Ein Notarzt vom Deutschen Roten Kreuz (DRK) im Einsatz. Foto: imago images/Ralph Peters

Sie sind nach Unglücken immer zur Stelle, sie retten Leben, doch sie brauchen selbst Hilfe: Im Rettungsdienst fehlen aktuell Sanitäter  und Krankenwagenfahrer (Rettungshelfer) aber auch Notärzte. Neben der Berliner Feuerwehr übernehmen mehrere Organisation (Deutsches Rotes Kreuz, Johanniter, Arbeiter-Samariter-Bund, Malteser-Hilfsdienst, Bundeswehr) in der Stadt die Notfallrettung. Etwa 30 Prozent aller Einsätze fahren allein diese Organisationen, denen aber nun das Personal ausgeht.

Allein 33 Stellen sind laut Senat bei ihnen nicht besetzt. Die meisten fehlen beim Roten Kreuz (zwölf). Acht Stellen sind jeweils beim Arbeiter-Samariter-Bund und beim Malteser-Hilfsdienst noch frei. Die Johanniter-Unfall-Hilfe könnte sofort fünf neue Rettungskräfte einstellen. Rechnet man die freien Stellen der Feuerwehr hinzu, kommt man noch auf eine viel höhere Zahl. Die Innenpolitiker im Abgeordnetenhaus sprechen insgesamt von über 100 unbesetzten Stellen in der Berliner Notfallrettung

Dementsprechend müssen die Retter viel arbeiten und Überstunden schieben: Bei allen Organisationen kommt ein Angestellter auf 40 Stunden und mehr in der Woche. 

 Und das hat Konsequenzen, wie Paul Fresdorf, der innenpolitische Sprecher der FDP, beobachtet. „Wir verzeichnen einen erhöhten Krankenstand bei den Rettungskräften.
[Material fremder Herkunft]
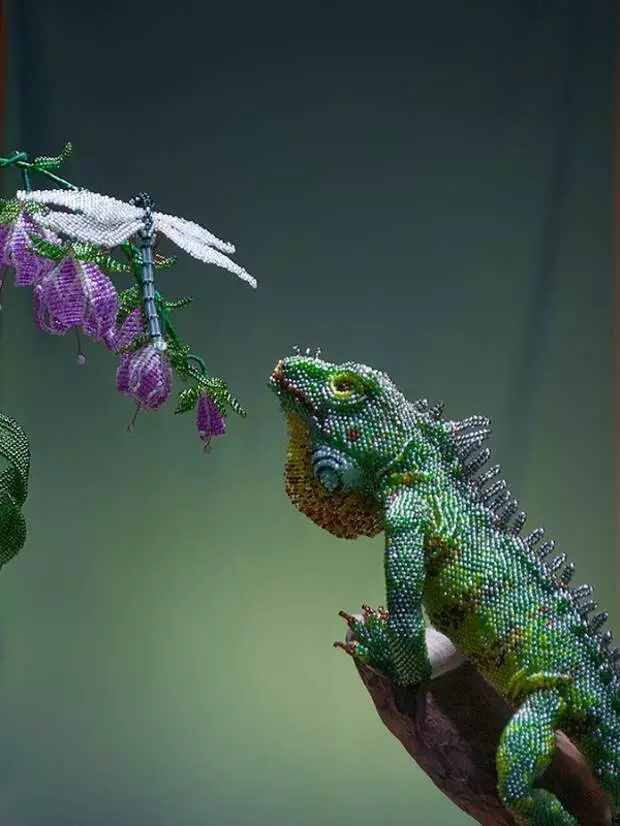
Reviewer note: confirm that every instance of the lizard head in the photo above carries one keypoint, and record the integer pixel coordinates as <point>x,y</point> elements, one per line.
<point>346,424</point>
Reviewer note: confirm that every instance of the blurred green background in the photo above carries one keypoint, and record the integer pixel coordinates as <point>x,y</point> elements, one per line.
<point>425,187</point>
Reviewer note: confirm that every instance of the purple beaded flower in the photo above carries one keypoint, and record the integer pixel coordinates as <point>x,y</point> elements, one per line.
<point>16,249</point>
<point>145,375</point>
<point>76,293</point>
<point>117,338</point>
<point>209,420</point>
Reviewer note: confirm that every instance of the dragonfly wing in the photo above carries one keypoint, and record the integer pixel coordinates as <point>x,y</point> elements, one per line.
<point>202,251</point>
<point>88,229</point>
<point>102,207</point>
<point>193,230</point>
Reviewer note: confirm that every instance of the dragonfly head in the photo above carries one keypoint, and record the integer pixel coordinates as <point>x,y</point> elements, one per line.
<point>143,201</point>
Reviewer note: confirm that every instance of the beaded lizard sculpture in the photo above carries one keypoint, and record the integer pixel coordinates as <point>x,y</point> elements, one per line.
<point>361,460</point>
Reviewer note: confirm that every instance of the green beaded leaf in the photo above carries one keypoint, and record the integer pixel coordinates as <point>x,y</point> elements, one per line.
<point>136,344</point>
<point>54,252</point>
<point>128,300</point>
<point>177,356</point>
<point>53,162</point>
<point>216,388</point>
<point>162,263</point>
<point>9,211</point>
<point>89,252</point>
<point>188,399</point>
<point>178,305</point>
<point>15,448</point>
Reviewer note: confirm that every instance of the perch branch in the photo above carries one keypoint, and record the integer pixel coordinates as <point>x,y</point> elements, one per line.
<point>451,727</point>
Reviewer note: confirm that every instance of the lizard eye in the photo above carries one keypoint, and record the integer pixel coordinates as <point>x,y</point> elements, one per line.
<point>343,386</point>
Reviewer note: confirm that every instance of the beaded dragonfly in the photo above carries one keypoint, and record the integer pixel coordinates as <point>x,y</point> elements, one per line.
<point>107,222</point>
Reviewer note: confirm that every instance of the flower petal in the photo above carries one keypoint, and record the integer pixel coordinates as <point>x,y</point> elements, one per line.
<point>60,298</point>
<point>16,250</point>
<point>121,337</point>
<point>102,300</point>
<point>146,375</point>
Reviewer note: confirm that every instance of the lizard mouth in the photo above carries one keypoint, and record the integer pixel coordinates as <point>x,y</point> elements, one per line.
<point>286,389</point>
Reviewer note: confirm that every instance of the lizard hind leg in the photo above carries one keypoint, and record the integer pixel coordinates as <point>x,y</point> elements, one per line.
<point>525,749</point>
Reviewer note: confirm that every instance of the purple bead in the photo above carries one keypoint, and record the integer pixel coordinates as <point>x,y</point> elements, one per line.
<point>16,249</point>
<point>118,338</point>
<point>146,376</point>
<point>76,293</point>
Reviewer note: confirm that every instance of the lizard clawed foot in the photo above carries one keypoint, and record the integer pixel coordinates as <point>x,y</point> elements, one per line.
<point>367,639</point>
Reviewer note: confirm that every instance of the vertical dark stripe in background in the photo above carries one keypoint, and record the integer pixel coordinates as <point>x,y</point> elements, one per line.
<point>617,302</point>
<point>530,369</point>
<point>24,60</point>
<point>3,74</point>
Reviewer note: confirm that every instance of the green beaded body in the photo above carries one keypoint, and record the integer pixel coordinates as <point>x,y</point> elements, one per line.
<point>503,605</point>
<point>362,459</point>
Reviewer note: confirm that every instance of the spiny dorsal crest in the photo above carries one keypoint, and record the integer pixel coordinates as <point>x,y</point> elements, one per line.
<point>467,437</point>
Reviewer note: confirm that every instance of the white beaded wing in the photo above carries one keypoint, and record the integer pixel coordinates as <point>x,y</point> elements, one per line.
<point>108,222</point>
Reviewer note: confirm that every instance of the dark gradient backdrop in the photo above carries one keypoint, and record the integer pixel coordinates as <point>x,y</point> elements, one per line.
<point>428,189</point>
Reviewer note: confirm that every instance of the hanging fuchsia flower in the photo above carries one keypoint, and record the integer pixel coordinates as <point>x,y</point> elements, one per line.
<point>209,420</point>
<point>145,375</point>
<point>16,248</point>
<point>76,293</point>
<point>118,338</point>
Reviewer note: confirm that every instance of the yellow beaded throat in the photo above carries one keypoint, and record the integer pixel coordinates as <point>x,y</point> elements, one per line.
<point>348,515</point>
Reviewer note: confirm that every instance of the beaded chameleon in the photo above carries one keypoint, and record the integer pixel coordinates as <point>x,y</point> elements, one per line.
<point>361,460</point>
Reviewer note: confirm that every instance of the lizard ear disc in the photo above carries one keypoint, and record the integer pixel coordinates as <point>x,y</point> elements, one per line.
<point>334,470</point>
<point>347,514</point>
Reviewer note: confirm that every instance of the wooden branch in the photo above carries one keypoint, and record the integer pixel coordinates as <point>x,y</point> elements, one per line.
<point>451,728</point>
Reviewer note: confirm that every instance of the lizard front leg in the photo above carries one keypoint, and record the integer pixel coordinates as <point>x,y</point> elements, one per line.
<point>393,641</point>
<point>404,581</point>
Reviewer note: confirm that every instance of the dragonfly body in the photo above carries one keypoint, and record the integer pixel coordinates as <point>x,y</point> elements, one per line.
<point>146,235</point>
<point>108,222</point>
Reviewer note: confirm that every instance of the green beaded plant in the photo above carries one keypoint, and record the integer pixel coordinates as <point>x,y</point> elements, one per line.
<point>68,257</point>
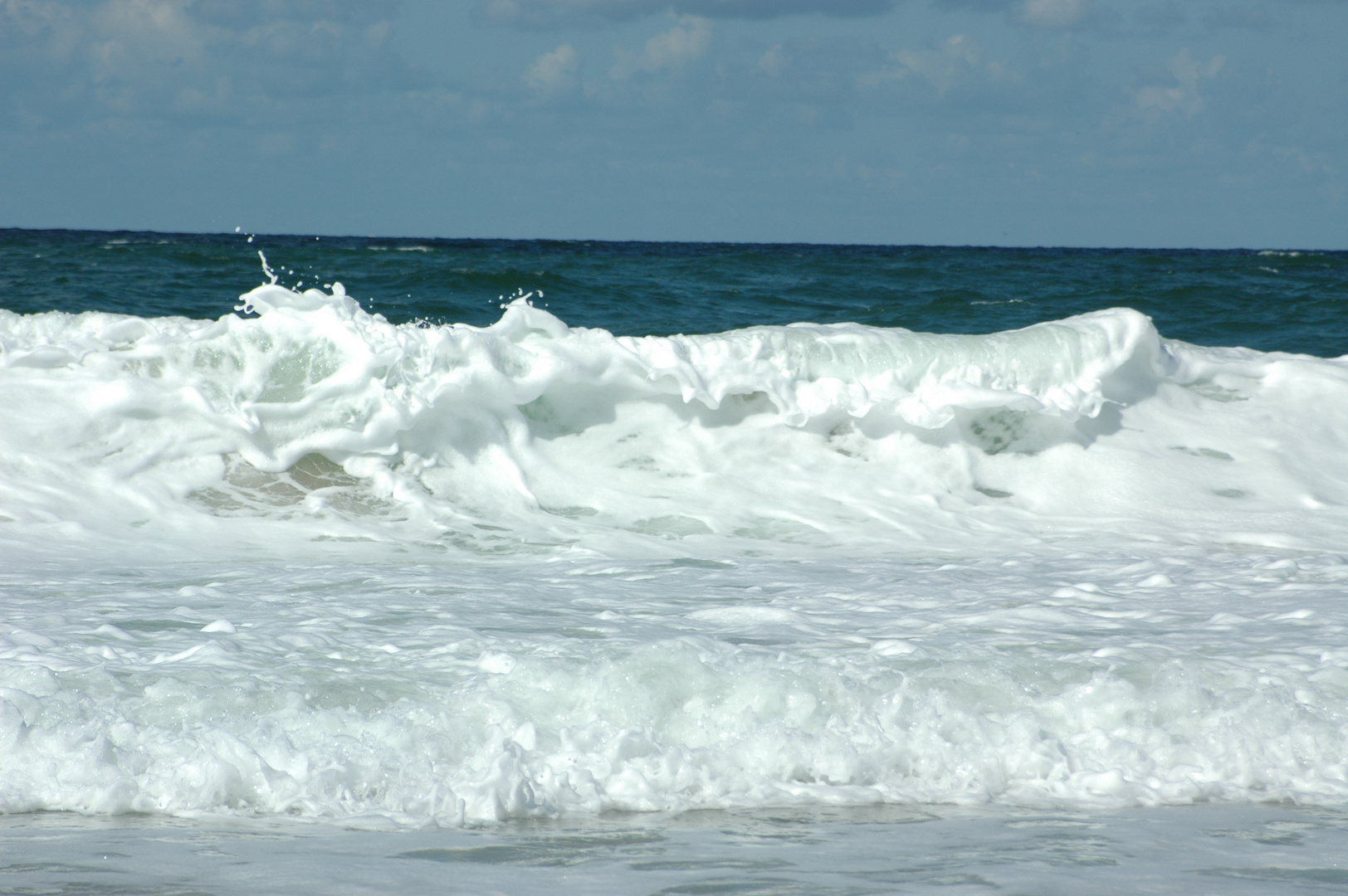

Bei Überlastung holt der Körper sich sein Recht auf Erholung wieder zurück“, sagt er. Er stellte die Anfrage bei der Innenverwaltung und erhielt die konkreten Zahlen vom Senat. Dabei kommen Herausforderungen hinzu: Die Zahl der Einsätze (343.660 im letzten Jahr) steigt wie die Zahl der Übergriffe auf die Rettungskräfte.